TRIBUNNEWS.COM,JAKARTA-Pengamat politik dari Universitas Indonesia (UI), Ari Junaedi, mengkritisi pembajakan kader partai lain yang sudah ‘jadi’, seperti yang terjadi saat ini. Barangkali sah-sah saja namun, menjadi tidak etis ketika ada rumor soal mahar di dalamnya.
“Ya memang paling mudah membajak kader parpol lain itu pakai mahar. Itu bentuk paling mudahnya,” kata Ari Rabu (4/7/2018).
Bentuk lain, kata Ari, adalah lewat cara-cara penyalahgunaan kekuasaan. Cara ini biasanya digunakan ketika mahar tidak membuat kader yang menjadi target tergiur.
“Saya sering keliling dan sudah sering dapat selentingan. Misalnya, kalau kepala daerah bermasalah, pindahlah ke NasDem supaya kasusnya aman,” kata Ari.
Seletingan itu berkaitan dengan Jaksa Agung M. Prasetyo yang diketahui pernah lama menjadi pengurus DPP Partai NasDem.
Terlepas benar atau tidak selintingan tersebut, kata Ari, penyalahgunaan kekuasaan tidak bisa dibenarkan dengan alasan apapun.
“Kalau benar, NasDem harus perbaiki pola dan proses kaderisasinya supaya ke depan tidak ada tudingan negatif bahwa NasDem jadi muara kader yang terancam masalah hukum. Sebab (selintingan) ini gambaran di masyarakat,” ujarnya.
Ari menambahkan, pembajakan kader parpol lain adalah cara instan yang justru bisa membahayakan.
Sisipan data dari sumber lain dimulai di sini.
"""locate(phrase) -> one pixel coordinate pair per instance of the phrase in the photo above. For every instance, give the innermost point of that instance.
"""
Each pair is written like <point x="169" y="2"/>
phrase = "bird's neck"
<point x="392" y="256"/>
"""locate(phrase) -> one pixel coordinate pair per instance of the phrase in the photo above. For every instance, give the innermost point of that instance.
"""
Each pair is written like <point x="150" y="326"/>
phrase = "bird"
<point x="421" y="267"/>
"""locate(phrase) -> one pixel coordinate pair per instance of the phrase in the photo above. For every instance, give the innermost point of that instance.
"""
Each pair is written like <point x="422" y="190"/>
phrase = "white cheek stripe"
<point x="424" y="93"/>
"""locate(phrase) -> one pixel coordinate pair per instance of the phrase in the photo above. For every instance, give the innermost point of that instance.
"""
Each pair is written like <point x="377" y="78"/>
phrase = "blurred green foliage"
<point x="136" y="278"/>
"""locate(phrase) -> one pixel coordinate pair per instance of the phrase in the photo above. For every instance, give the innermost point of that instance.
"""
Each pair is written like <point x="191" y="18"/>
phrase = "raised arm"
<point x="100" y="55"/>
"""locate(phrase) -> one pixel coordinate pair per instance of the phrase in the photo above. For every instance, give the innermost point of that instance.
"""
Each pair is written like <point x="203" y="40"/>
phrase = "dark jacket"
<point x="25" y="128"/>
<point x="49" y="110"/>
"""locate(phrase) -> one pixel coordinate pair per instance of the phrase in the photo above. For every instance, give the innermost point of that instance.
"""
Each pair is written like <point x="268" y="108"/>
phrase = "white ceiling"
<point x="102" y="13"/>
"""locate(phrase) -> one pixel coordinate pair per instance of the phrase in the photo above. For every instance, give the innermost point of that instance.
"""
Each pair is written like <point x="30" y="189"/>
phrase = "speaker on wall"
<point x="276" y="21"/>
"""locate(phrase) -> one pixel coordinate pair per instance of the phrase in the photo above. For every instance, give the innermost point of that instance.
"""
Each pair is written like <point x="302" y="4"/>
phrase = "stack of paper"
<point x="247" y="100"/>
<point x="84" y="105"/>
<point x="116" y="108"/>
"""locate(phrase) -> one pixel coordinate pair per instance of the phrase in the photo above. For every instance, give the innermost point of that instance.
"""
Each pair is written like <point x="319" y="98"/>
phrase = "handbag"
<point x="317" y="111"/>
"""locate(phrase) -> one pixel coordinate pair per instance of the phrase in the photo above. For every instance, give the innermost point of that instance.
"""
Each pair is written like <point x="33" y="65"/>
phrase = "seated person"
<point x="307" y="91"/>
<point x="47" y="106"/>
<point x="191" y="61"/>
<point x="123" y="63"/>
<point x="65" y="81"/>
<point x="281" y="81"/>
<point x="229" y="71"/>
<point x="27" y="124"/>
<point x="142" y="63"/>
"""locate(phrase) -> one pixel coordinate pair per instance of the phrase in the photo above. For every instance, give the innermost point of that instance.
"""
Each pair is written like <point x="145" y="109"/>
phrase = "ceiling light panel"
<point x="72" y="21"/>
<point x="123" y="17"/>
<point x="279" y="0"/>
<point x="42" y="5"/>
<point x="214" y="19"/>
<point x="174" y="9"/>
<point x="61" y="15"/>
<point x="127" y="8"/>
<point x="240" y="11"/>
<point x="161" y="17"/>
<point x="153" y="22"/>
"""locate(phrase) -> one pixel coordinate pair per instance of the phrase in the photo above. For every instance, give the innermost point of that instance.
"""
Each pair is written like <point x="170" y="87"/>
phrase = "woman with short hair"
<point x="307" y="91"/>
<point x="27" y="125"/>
“Selain ideologi (kader bajakan) tidak kuat, dia rentan lompat lagi ke partai lain bila kepentingannya tak terakomodir. Jadi, ada simalakama di sisi lain,” ujarnya.
Selain itu, lanjut Ari, pembajakan kader partai lain akan memicu ketegangan dengan parpol lain.
“Pasti ada singgungan partai lain yang kadernya dibajak. Bahkan bisa menjadi friksi antarpartai di masa selanjutnya,” ujarnya.